<<< Date Index >>>     <<< Thread Index >>>

Re: mutt/2560: Mutt chokes on invalid charset in UTF environment



The following reply was made to PR mutt/2560; it has been noted by GNATS.

From: Alain Bench <veronatif@xxxxxxx>
To: bug-any@xxxxxxxxxxxxx
Cc: 
Subject: Re: mutt/2560: Mutt chokes on invalid charset in UTF environment
Date: Fri, 8 Dec 2006 11:36:50 +0100 (CET)
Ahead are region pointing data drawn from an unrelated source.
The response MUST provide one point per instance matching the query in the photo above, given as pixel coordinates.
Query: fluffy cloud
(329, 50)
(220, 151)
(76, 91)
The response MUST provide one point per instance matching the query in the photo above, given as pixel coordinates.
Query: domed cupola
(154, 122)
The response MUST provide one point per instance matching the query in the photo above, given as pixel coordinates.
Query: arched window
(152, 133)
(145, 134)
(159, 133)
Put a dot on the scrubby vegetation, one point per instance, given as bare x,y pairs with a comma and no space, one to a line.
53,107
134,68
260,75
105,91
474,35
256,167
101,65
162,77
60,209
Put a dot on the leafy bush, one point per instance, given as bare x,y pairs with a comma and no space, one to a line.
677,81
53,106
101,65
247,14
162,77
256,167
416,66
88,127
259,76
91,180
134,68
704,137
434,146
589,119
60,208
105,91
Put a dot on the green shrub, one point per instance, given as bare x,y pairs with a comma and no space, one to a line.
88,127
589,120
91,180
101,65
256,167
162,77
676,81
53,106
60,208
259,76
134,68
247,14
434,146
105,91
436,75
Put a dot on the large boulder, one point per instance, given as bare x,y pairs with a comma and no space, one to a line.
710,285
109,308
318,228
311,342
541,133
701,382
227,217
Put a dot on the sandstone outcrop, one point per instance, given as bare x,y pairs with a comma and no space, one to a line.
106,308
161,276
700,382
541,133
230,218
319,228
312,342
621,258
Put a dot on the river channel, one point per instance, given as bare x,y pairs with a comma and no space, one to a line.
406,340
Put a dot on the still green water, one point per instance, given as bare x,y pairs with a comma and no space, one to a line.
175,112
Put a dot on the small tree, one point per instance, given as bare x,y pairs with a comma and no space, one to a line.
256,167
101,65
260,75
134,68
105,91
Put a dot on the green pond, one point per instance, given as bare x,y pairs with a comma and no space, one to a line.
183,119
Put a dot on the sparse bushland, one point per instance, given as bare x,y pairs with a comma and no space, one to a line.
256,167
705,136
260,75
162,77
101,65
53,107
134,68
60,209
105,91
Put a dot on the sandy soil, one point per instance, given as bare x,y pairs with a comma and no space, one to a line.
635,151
 Hello Christian! Sorry to reply late... Overbooked, huge backlog, sorry.
 
  On Tuesday, November 21, 2006 at 12:40:12 +0100, Christian Ebert wrote:
 
 > Mutt chokes on attached spam message with charset=iso-8859-8-i.
 
     This ISO-8859-8-i is an official IANA-registred charset. This -i
 variant contains the same Hebrew characters as ISO-8859-8, coded the
 same. The only difference is in the direction of writing lines: Bidir
 layout already done, or having to be done. Libiconv doesn't know the -i
 variant, but it seems safe to alias it:
 
 | charset-hook ^iso-8859-8-i$ iso-8859-8
 
     With it, you should see the characters properly converted, and no
 more crashes, hopefully. You might see right-to-left lines reversed,
 though, I suppose...
 
     A second level problem would be that it's an html mail: Your browser
 has to either know -8-i, or to have it aliased to straight -8.
 
 
 > The otherwise (in an UTF-environment) indispensable assumed-charset
 > patch is of no help here.
 
     No help, because $assumed_charset doesn't apply at all to this case.
 We are in the proper MIME label but unknown by iconv case. By default
 Mutt does pass-thru display, no conversion. That case could at large be
 under control of the $unknown_charset patch (perhaps with
 $unknown_charset=us-ascii), if the proposed specific charset-hook was
 not yet more appropriate.
 
     I don't know what exactly freezes/crashes (no problem here under
 Linux), but it's probably neither Mutt, nor Libiconv (not used anymore
 after a failed iconv_open()). Libc functions chocking on invalid
 characters could be better suspects. For Mutt current design, this is an
 unavoidable problem, as long as we do pass-thru mode everywhere...
 Indeed assumed/unknown/other charset patches permit to optionally avoid
 this pass-thru mode, and can be good solutions in user's hands.
 
 
 Bye!   Alain.
 -- 
 Software should be written to deal with every conceivable error
        RFC 1122 / Robustness Principle